François Pinault est à la bourse du Commerce, Bernard Arnault à La Samaritaine non loin du Centre Pompidou ni du Louvre.

Un parcours « Yves Saint Laurent aux Musées » est proposé dans plusieurs lieux, l’art est croisé avec la haute couture. Un designer est choisi pour présenter une exposition Picasso au musée qui porte son nom. La fashion week s’installe le 6 mars au musée d’Orsay lors d’ un défilé Louis Vuittton , collection hiver 2023.

Que le centre de Paris serve l’alliance du luxe et de l’art au point de confondre les deux est l’objectif. Pourquoi le déplorer ? Cela embellit Paris. Le nouveau quartier des Halles  élargit son attrait. On embrasse et félicite une scène française , la nouvelle mariée trop belle … pour mieux l’étouffer ? Cela ressemble à une marche forcée sans débat ni consultation.

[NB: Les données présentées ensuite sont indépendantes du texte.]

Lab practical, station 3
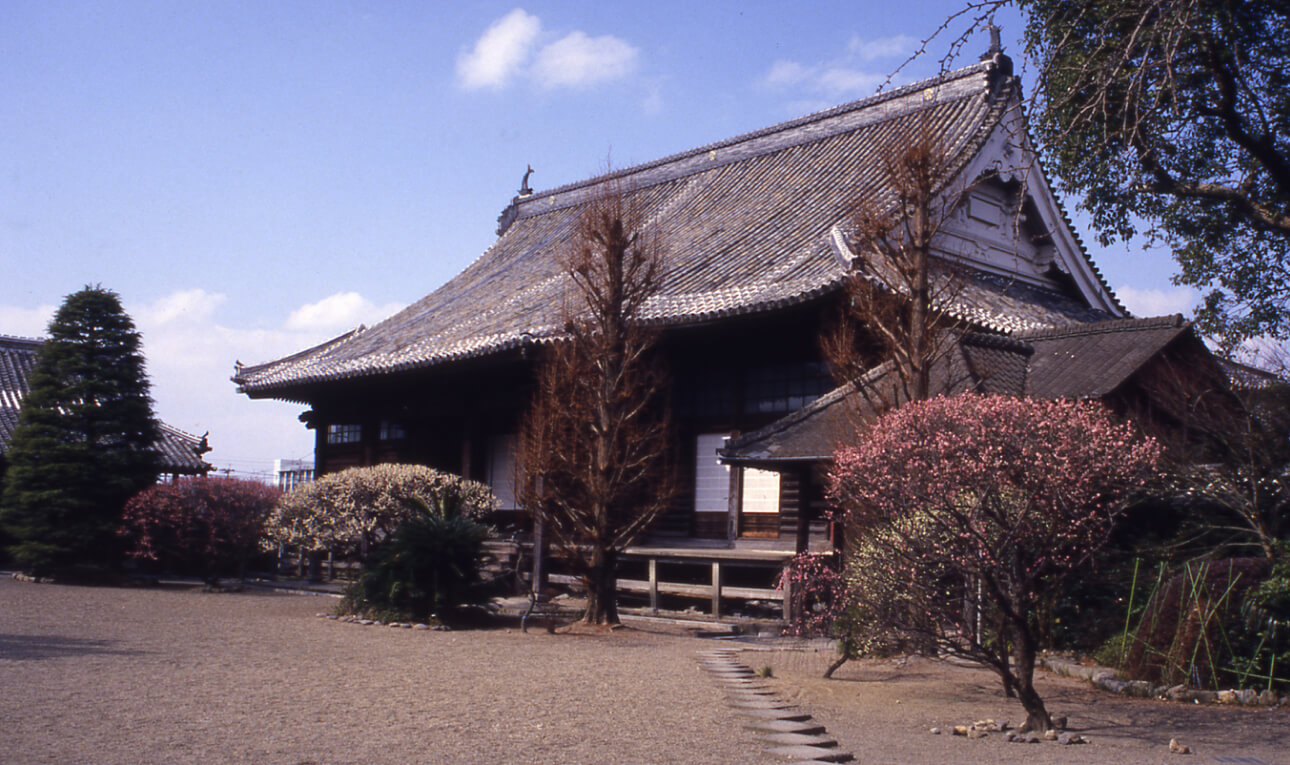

Nous attendons l’ouverture fin mars 2023 de La foire ARTPARIS  qui met en avant «  le retour après l’exil de la scène française de l’art ». Ce sera une scène vivante , engagée comme on a l’habitude, nous dit-on dans sa communication. Fort bien!  Mais c’est un ex directeur de FRAC qui la présente, c’est à dire  son versant officiel. Alors ! De quel « retour d’exil », de quelles « résistances » s’agit-il si la création vivante française marche encore à la baguette ?

A suivre….

MARIE SALLANTIN, PEINTRE

(1) 1983-2013 ANNÉES NOIRES DE LA PEINTURE, Aude de Kerros, Marie Sallantin, Pierre-Marie Ziegler , éditions Pierre Guillaume De Roux

1983-2013 Années noires de la peinture : Une mise à mort bureaucratique ?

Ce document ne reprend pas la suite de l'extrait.